U.S. President Donald Trump announced on Monday that the United States will allow Nvidia’s H200 processors—its second-most powerful AI chips—to be exported to China, with a 25% fee applied to those sales.
The move appears to settle an ongoing debate in Washington over whether U.S. chipmakers should maintain their global lead by selling high-end chips to China or restrict sales to protect national security. It remains unclear whether China will buy the chips, as Beijing has urged domestic firms to avoid U.S. technology.
Nvidia shares climbed 2% in after-hours trading following Trump’s announcement on Truth Social, after rising 3% earlier in the day on a report from Semafor.
Trump said he informed China’s President Xi Jinping about the decision and received a “positive” response. He added that the U.S. Commerce Department is finalizing the details and that the same approach would apply to other AI chipmakers, including AMD and Intel.
According to Trump, the U.S. government will collect a 25% fee—higher than the 15% rate proposed in August. He said the goal is to protect national security, support American jobs, and maintain U.S. leadership in artificial intelligence.
He emphasized that Nvidia’s newest Blackwell and Rubin chips, used widely by U.S. AI firms, are not included in the agreement.
Trump did not say how many H200 units will be approved for export. He noted only that shipments will occur “under conditions that allow for continued strong National Security.”
Officials familiar with the discussions said the decision represents a compromise: it avoids sending Nvidia’s newest Blackwell chips to China, while still allowing limited H200 exports to prevent China from relying solely on Huawei for advanced AI chips.
Nvidia welcomed the decision, saying that offering H200 chips to vetted commercial customers through Commerce Department oversight “strikes a thoughtful balance.” Intel declined to comment, and AMD did not respond.
A White House official said the 25% fee will function as an import tax collected when the chips enter the United States from Taiwan—where they are made—before undergoing a security review and then being exported to China.

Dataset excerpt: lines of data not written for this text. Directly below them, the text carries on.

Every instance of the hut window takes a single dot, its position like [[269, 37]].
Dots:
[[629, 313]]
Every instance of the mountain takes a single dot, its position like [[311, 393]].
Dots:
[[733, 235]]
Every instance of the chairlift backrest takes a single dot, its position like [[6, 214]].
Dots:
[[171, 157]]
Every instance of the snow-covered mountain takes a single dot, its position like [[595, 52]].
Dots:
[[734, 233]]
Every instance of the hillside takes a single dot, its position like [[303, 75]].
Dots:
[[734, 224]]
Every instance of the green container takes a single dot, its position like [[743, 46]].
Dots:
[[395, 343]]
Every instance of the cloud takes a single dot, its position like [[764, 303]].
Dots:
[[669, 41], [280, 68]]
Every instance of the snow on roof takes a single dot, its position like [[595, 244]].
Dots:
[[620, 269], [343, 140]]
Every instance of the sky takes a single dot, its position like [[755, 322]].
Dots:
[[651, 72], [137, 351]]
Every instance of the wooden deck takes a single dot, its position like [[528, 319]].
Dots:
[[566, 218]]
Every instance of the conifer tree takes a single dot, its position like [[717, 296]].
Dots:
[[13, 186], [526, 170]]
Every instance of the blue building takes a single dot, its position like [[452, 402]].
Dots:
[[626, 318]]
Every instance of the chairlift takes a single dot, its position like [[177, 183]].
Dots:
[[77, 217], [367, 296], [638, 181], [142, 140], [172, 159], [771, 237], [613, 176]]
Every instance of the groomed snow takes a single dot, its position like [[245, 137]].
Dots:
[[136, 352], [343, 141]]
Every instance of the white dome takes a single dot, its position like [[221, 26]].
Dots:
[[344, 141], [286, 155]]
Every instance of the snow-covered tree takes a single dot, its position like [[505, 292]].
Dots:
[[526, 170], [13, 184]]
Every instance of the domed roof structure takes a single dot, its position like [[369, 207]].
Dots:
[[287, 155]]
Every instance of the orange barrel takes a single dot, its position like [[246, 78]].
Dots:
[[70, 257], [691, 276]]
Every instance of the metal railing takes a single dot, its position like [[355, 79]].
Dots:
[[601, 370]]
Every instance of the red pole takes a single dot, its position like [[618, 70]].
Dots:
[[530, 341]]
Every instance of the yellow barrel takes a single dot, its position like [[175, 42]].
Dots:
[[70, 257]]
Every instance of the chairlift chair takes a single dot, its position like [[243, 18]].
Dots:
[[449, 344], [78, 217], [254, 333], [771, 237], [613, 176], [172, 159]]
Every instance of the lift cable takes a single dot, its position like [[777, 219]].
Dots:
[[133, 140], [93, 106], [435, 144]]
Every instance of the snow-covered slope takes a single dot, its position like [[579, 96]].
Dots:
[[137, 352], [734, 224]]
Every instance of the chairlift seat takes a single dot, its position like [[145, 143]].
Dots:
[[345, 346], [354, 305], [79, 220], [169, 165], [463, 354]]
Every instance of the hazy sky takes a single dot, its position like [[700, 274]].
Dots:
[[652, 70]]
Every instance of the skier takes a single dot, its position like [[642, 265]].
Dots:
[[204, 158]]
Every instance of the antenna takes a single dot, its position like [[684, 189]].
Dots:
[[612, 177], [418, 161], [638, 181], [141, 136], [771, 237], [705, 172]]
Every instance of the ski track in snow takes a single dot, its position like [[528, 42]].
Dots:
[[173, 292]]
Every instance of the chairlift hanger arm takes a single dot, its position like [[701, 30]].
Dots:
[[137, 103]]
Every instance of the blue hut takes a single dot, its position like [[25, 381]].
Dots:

National Security Concerns Persist
Critics in Washington warned that selling high-end chips to China could accelerate Beijing’s military modernization. These concerns drove the Biden administration’s earlier restrictions on AI chip exports.
Some officials questioned whether the new approach compromises long-standing U.S. policies aimed at preventing China from advancing its military capabilities. Former Commerce Department official Eric Hirschhorn said: “It’s a terrible mistake to trade off national security for advantages in trade.”
A recent report from the Institute for Progress stated that the H200 is nearly six times more powerful than the H20, the most advanced chip the U.S. currently allows for export to China.
The report also noted that Nvidia’s new Blackwell chips are 1.5 times faster than the H200 for AI training and up to 10 times faster for certain inference tasks, underscoring the widening performance gap.
Several Democratic senators called Trump’s decision a “colossal economic and national security failure,” while Republican Representative John Moolenaar said China will use the chips to strengthen its military and steal Nvidia’s technology.
China Raises Security Concerns Over Nvidia Chips
China has recently increased scrutiny of U.S. hardware. Earlier this year, Beijing’s cyberspace regulator claimed Nvidia’s H20 chips could pose potential security risks, an allegation Nvidia has denied.
Sources also said the Chinese government has discouraged domestic tech firms from purchasing downgraded Nvidia chips like the H20, RTX 6000D, and L20.
Craig Singleton, a senior fellow at the Foundation for Defense of Democracies, said China wants H200 chips, but political tensions may still limit approvals: “Washington may approve the chips, but Beijing still has to let them in.”
Timing Follows Crackdown on Chip Smuggling
Trump’s announcement came on the same day the U.S. Justice Department revealed it had disrupted a China-linked smuggling network that attempted to export at least $160 million worth of restricted Nvidia H100 and H200 chips in late 2024 and early 2025.
Chris McGuire, a former State Department national security official, said Chinese firms will likely still buy H200s because the chip remains far more powerful than anything China can produce domestically.
China’s domestic AI chip industry includes Huawei—now developing a three-year chip roadmap—as well as emerging competitors like Cambricon and Moore Threads.
Despite initial losses at market open, China’s SSE STAR Chip Index and the CSI Semiconductor Index recovered most of their declines by midday Tuesday.